Reception: Saturday, February 17 from 12:30pm to 2:30pm
The groundbreaking photography exhibition featuring turbaned Sikh men and women from across the country will be on display at the Sandy Spring Museum from February 14 – March 24, 2018. The project will provide a window into the resilience of the Sikh American community.
Sikhs wear articles of faith (including a turban and unshorn hair) to represent equality, justice and tolerance for all. However, Sikhs have been the victims of a disproportionate amount of discrimination, harassment and violence in recent years. The Sikh Project will feature 38 portraits of Sikh American men and women that explore the style and significance of the Sikh articles of faith and the diversity of the Sikh American community. The Sikh turban will be on full display at the Sikh Project, which also examines some of our greatest misguided fears as Americans.

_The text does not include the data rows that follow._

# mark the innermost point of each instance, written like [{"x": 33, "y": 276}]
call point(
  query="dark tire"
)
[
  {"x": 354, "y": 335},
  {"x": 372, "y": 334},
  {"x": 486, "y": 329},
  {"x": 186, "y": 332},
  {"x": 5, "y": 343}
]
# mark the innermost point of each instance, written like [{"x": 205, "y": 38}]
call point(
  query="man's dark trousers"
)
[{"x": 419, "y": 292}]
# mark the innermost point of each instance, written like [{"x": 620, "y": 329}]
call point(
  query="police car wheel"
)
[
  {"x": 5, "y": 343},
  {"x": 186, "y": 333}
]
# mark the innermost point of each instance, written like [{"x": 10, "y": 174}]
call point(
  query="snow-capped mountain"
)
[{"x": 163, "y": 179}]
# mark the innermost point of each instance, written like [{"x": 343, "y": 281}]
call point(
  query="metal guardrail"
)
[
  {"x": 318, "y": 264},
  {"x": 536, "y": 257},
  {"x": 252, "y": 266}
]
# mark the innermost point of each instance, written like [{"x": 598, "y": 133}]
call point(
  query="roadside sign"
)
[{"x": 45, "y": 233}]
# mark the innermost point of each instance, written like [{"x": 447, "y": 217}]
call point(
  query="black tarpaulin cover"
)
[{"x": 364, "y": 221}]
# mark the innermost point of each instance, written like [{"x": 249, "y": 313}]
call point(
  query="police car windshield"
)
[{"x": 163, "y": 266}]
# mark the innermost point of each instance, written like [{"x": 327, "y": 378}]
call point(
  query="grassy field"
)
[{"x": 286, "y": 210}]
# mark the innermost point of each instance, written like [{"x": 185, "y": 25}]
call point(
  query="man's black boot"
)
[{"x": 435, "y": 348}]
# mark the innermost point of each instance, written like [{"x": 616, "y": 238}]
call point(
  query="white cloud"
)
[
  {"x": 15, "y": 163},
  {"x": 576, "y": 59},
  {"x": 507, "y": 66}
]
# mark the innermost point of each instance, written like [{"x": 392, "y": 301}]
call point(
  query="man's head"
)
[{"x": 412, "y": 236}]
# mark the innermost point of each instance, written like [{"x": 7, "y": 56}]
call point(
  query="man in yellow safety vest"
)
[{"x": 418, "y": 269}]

The photo subjects have compelling stories and many have broken major barriers. These include several local subjects, including the first Sikh news reporter in the DC metro area; a Maryland-based music artist and American Idol contestant; and also Sikhs across the country with amazing stories including the first active duty Sikh soldier to maintain his articles of faith while actively serving in the U.S. Army.
U.S. Army Captain, Washington, DC
Captain Simratpal Singh was born in Punjab, India in 1987 and immigrated to the United States as a child. Growing up, he admired his great grandfather’s British Indian military career and believed in the shared principles of his Sikh faith and military service – discipline, self-sacrifice and service to others.
After enrolling at West Point in 2006, he made attempts to obtain a religious accommodation, but was forced to conform by removing his turban and cutting his hair. After numerous promotions and a Bronze Star, he remained tormented by this decision and vowed to one day return to his articles of faith. In a 2016 landmark legal decision, Captain Singh became the first active duty Sikh soldier to maintain his articles of faith while actively serving in the U.S. Army.
Director, Producer and Filmmaker, Ellicott City, MD
Harpreet Kaur works as a producer for a PBS member station and is the founder of Sach Productions. She was the first Sikh news reporter in the Washington D.C. area. For over a decade, Harpreet has directed award-winning documentaries shedding light on social issues. Through advocacy and storytelling, Harpreet has impacted the lives of the individuals in her films and has inspired her audiences to become proactive.
Her debut feature documentary, The Widow Colony, was the first Sikh film to be shown at the Canadian and U.K. Parliament, followed by a screening at the United States Congress. Her documentary A Little Revolution takes viewers into the homes of children of farmers in Punjab, India, who have committed suicide. Harpreet strives to educate, entertain and enlighten viewers with her ability to share compelling stories.
- Wednesday through Saturday: 10am to 5pm
Admission is free for the general public on Wednesdays, excluding groups. On other days, admission is $3 – $5 per person.